Allowing the civil body's appeal, the judgment authored by Justice Mithal said that a grant of compassionate appointment is not an inherent right of an employee's dependents but is a measure to alleviate the sudden financial distress of a family when an employee dies in harness (while in service). Since, the Respondent no.2's father i.e., missing employee retired from the service before the expiry of seven years, he would be deemed to have served until his normal retirement date i.e., January 31, 2015.

Therefore, by accepting the retiral dues and pension, the family itself acknowledged that the employee had retired from service. It cannot now claim the benefit of a scheme meant for death in harness, the court said.
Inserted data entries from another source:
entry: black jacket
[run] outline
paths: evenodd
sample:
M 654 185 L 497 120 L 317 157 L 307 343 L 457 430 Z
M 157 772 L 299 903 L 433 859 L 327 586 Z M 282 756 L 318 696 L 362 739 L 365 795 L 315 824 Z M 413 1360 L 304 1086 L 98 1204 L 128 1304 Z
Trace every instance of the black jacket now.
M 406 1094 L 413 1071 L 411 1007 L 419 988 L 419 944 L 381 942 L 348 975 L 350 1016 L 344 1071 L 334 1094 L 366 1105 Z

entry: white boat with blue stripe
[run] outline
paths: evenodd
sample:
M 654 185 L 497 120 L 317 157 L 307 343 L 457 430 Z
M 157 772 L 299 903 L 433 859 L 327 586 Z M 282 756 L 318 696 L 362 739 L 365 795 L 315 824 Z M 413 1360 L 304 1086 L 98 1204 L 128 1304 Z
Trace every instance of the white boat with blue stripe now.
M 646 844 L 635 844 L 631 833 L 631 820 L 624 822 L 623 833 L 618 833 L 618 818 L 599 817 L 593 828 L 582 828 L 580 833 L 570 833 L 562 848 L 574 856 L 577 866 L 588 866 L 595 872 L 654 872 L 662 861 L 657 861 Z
“It is pertinent to note that despite having gone missing, he was treated to be in continuous service and he duly retired on 31.01.2015. The family members were paid all the retiral dues and have also been receiving monthly pension. In these circumstances, when the respondent No.2 has accepted that his father had retired, he cannot claim compassionate appointment.”, the court observed.

Accordingly, the Court set aside the impugned judgment granting compassionate appointment to the Respondent No.2, however, it left “open to the appellants (Municipal Corporation) to consider the case of the respondent No.2 for appointment for any suitable post within its jurisdiction, independent of claim for compassionate appointment, if necessary by granting age relaxation, provided the same is otherwise permissible in law.”

The appeal was allowed.

Cause Title: THE COMMISSIONER, NAGPUR MUNICIPAL CORPORATION & ORS. VERSUS LALITA & ORS.

Citation : 2025 LiveLaw (SC) 1065

Click here to read/download the order

Appearance:

For Appellant(s) Mr. Gagan Sanghi, Adv. Mr. Rameshwar Prasad Goyal, AOR

For Respondent(s) Ms. Chitra Parande, Adv. Mr. Shishir Deshpande, AOR Mr. Nilakanta Nayak, Adv. Mr. Amit Yadav, Adv. Mr. Kaushal Narayan Mishra, Adv. Mr. Naman Tandon, Adv. Mr. Siddharth Dharmadhikari, Adv. Mr. Aaditya Aniruddha Pande, AOR Mr. Shrirang B. Varma, Adv.